Wells Fargo may cut its dividend or raise capital in 2009, said a Citigroup analyst, who recommended investors not to buy into the stock "aggressively" in the near term citing deteriorating credit conditions.
Wells Fargo is one of the better managed companies in the bank sector, but due to deteriorating credit, investors can wait for a more attractive entry point, Keith Horowitz wrote in a note to clients.
Horowitz joins analyst Richard Staite of Atlantic Equities who on Wednesday projected that the San Francisco-based bank may need to raise $10 billion in capital and the sustainability of its dividend could be in question.

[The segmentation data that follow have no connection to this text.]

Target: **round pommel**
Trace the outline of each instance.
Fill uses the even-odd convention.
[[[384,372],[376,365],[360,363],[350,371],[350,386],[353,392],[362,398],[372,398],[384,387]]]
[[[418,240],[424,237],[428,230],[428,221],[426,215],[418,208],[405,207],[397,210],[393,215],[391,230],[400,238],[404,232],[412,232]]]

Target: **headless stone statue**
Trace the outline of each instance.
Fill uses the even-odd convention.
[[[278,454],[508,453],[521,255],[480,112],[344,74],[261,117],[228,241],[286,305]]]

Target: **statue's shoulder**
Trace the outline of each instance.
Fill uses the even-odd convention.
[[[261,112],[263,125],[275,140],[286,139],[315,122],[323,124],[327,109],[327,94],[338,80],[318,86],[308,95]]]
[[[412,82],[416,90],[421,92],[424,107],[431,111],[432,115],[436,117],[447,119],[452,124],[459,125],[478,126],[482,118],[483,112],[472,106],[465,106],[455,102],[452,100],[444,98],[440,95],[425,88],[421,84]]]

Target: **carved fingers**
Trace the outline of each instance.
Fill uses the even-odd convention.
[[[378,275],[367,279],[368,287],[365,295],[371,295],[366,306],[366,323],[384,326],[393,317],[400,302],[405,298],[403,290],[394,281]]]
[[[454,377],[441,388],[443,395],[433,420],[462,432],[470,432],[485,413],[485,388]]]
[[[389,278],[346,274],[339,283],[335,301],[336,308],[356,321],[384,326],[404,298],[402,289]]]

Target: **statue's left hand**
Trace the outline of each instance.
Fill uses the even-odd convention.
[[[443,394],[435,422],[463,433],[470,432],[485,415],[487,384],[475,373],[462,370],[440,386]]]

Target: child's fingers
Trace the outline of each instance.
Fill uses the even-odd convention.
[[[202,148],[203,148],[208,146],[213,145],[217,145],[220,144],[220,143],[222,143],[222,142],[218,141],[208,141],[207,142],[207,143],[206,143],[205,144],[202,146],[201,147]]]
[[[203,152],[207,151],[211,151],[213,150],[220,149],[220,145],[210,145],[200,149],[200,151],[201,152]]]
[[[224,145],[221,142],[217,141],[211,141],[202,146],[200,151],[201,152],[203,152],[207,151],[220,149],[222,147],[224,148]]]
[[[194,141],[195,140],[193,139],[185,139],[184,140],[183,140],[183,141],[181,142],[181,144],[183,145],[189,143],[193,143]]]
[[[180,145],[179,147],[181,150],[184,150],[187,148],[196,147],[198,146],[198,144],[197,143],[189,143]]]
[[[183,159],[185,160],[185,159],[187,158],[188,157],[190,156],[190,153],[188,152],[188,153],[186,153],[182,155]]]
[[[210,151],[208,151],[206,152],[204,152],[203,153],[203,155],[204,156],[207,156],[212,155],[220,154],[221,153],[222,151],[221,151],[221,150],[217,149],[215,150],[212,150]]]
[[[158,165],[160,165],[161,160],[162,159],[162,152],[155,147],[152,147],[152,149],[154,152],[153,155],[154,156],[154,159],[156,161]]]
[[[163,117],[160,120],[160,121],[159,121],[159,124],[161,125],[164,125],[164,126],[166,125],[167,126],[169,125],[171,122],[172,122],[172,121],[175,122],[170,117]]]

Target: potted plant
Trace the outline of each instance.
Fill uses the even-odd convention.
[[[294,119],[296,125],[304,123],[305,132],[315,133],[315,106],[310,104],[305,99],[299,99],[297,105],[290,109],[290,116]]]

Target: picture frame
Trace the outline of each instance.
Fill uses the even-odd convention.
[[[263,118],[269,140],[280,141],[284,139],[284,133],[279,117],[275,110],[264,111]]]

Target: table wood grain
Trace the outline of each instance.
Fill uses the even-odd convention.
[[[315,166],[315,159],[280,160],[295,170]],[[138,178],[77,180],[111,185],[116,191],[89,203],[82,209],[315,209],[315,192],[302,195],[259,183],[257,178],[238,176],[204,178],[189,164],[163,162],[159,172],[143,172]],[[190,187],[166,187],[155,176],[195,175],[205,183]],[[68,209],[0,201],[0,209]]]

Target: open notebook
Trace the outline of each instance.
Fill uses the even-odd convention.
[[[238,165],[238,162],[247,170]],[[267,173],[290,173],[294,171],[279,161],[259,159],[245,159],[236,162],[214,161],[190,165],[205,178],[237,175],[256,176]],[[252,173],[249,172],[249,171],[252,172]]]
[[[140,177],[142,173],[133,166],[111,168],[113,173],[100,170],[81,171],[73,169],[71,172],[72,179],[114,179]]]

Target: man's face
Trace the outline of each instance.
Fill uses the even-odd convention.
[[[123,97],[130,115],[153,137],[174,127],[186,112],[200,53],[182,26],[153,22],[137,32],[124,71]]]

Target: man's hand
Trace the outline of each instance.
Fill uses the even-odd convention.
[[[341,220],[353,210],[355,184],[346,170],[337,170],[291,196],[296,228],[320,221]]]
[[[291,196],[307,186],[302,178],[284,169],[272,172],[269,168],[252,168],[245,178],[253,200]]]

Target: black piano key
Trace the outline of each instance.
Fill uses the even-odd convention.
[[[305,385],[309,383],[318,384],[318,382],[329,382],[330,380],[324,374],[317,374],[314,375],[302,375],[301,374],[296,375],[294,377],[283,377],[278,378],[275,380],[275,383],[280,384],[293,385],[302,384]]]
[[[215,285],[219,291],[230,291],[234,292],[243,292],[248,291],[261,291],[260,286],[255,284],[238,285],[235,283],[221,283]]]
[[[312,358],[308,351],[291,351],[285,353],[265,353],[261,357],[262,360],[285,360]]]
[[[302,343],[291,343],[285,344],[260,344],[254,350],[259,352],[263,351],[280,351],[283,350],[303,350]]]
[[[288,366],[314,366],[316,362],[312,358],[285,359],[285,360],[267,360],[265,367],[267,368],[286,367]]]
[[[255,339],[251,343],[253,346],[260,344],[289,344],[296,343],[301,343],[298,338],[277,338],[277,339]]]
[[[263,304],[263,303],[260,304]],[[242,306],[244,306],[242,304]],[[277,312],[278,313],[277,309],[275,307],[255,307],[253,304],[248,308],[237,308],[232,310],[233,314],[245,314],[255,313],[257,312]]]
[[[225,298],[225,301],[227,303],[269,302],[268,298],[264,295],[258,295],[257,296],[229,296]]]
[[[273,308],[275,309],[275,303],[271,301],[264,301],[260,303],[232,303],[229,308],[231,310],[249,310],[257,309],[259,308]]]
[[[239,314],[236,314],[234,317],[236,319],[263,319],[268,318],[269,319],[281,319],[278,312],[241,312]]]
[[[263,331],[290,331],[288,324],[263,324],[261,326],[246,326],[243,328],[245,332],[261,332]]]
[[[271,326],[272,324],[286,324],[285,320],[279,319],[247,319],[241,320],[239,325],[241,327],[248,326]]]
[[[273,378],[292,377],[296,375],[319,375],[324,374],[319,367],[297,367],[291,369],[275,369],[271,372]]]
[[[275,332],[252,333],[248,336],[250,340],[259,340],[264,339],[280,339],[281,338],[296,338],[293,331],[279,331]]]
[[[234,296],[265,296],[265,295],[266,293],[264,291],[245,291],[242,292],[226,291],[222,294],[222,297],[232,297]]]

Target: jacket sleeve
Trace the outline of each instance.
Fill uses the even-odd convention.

Citigroup estimates $110 billion in cumulative losses for Wells Fargo and said after the fourth quarter the company will have recognized 50 percent of the costs.
Management is unlikely to cut the dividend in the fourth quarter, as it would prefer to show the ability to pay it through this cycle, Horowitz said.
The analyst cut his price target on the stock by $2 to $23 and slashed his fourth-quarter profit view for the company by 72 percent.
Wells Fargo managed to outperform most of its larger peers last year by avoiding risky loans which had crippled profits at many financial firms amid the credit crisis.
Shares of the company closed at $23.07 on Wednesday on the New York Stock Exchange.